Pues sí, los milagros o los hechos de los santos tienen ese componente de historia ejemplarizante o educativa (a veces solo tienen como objetivo asustar) y también ese de exageración y de fantasía que poseen las leyendas urbanas contemporáneas. Son anécdotas o acontecimientos que según se van contando van adquiriendo matices para adaptarse mejor al auditorio o a las intenciones (casi nunca buenas del todo) del narrador: desde la mano negra (tenías que tirar tres veces de la cadena de servicio para que apareciera, creo recordar) hasta algunas de las noticas que comentan en ciertas tertulias de las cadenas de la TDT.
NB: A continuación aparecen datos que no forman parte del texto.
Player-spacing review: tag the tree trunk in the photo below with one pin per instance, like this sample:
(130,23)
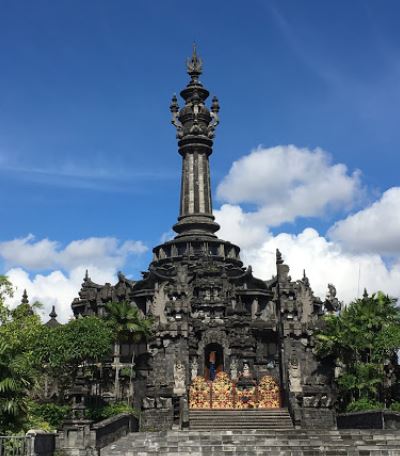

Por aquello de que un libro siempre lleva (por lo menos) a otro libro, me he acordado de uno que publicó Lengua de Trapo hace diez años (por lo que veo en su web, sigue disponible) titulado Vidas de santos, que era una antología de textos hagiográficos del jesuita del siglo XVI Pedro de Ribadeneyra, cuya lectura te colocaba (bueno, me colocó a mí) en un punto indeterminado entre la ciencia ficción y el hardcore de ciertos cómics. La tradición cristiana es un valioso caladero de historias de lo más variopinto.

La editorial Rey Lear ya publicó otro eçadequeiroz, muy diferente, hace unos años, la excelente novela Alves & Cia, también con atinada traducción de Juan Lázaro.